Assault Weapon Ban Both Alive and Dead
It would seem that the worm has turned:
On the issue of assault weapons, 58 percent of respondents said they supported a ban while 39 percent opposed one.
A full 88 percent of respondents favored requiring background checks at gun shows, a current loophole that allows people to buy guns without a check, while just 11 percent were against the idea. Respondents also favored background checks for buying fun ammunition 76 percent to 22 percent.
Overall, 52 percent said the Newtown shootings made them more supportive of gun laws while just 5 percent said they were now less likely to support new laws. Fifty-five percent said they would support a law that put an armed guard in every school, however.
The poll showed 55 percent support an assault weapons ban, while 54 percent favor a prohibition on high-capacity clips. Support is even wider for other proposals, such as background checks for private and gun show sales (85 percent), a federal database to track gun sales (67 percent) and a ban on semi-automatic weapons (58 percent).
But Pew also showed strong support for a proposal from the National Rifle Association that drew the ire of many gun control advocates. According to Monday’s poll, 64 percent of Americans support putting armed officers in schools — a sharp contrast to the findings of a survey last week from Democratic-leaning Public Policy Polling.
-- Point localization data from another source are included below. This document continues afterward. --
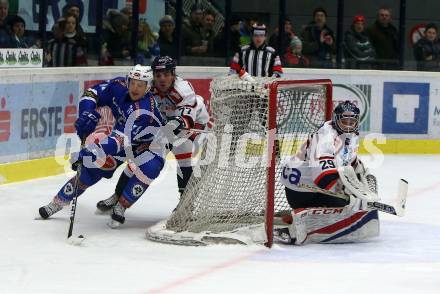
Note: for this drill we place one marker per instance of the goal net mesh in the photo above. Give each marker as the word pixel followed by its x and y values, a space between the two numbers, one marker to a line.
pixel 230 186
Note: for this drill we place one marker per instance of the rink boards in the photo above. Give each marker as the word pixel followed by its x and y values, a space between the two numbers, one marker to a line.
pixel 38 106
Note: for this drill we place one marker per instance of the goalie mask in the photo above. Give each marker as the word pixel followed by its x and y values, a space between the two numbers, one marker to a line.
pixel 346 117
pixel 164 63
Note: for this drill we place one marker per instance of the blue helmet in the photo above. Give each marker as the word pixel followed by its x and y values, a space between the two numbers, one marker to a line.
pixel 164 63
pixel 346 117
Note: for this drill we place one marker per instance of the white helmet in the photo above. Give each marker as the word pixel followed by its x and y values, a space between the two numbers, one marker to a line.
pixel 141 73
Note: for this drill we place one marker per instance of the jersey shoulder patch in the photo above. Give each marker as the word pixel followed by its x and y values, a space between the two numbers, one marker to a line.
pixel 184 89
pixel 270 49
pixel 118 81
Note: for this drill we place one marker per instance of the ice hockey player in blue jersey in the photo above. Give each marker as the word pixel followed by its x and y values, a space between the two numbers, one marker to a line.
pixel 176 99
pixel 138 122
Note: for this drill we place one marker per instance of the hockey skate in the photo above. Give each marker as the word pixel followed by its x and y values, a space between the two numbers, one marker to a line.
pixel 53 207
pixel 117 217
pixel 106 205
pixel 282 235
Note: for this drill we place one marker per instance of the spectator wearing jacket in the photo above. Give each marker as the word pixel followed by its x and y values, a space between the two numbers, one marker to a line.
pixel 359 52
pixel 293 56
pixel 319 40
pixel 427 50
pixel 384 37
pixel 167 37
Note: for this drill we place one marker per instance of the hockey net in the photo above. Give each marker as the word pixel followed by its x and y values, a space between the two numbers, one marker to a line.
pixel 237 194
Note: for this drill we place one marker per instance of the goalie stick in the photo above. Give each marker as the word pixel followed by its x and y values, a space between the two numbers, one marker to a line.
pixel 199 131
pixel 398 209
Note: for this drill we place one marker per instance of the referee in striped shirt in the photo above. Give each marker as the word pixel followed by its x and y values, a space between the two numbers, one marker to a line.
pixel 257 59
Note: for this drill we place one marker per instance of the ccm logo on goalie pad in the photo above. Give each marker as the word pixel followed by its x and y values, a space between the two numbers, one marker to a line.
pixel 292 174
pixel 326 211
pixel 137 190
Meanwhile, Harry Reid pretty much spells out what most people already know, namely that the House Republicans are ready to kill any bill, no matter public support for it:
The Democratically-controlled U.S. Senate will not be a free-for-all of new gun regulations following the shooting at Sandy Hook, according to Majority Leader Harry Reid. Instead, Senators will focus on passing legislation that can move through the Republican-controlled House, Reid said.
That could spell doom for an assault weapons ban. Speaking on Nevada Week In Review, a news show on the PBS affiliate in Las Vegas, Reid said there’s no real chance of a new ban passing the House.
‘Is it something that can pass the Senate? Maybe. Is it something that can pass the House? I doubt it,’ he said in video of the program provided to TPM by Vegas PBS. ‘So I think there are things that we know we can do.’
Sen. Reid, if you’re going to focus only on legislation that can pass the House, then you might as well go on vacation for the next two years.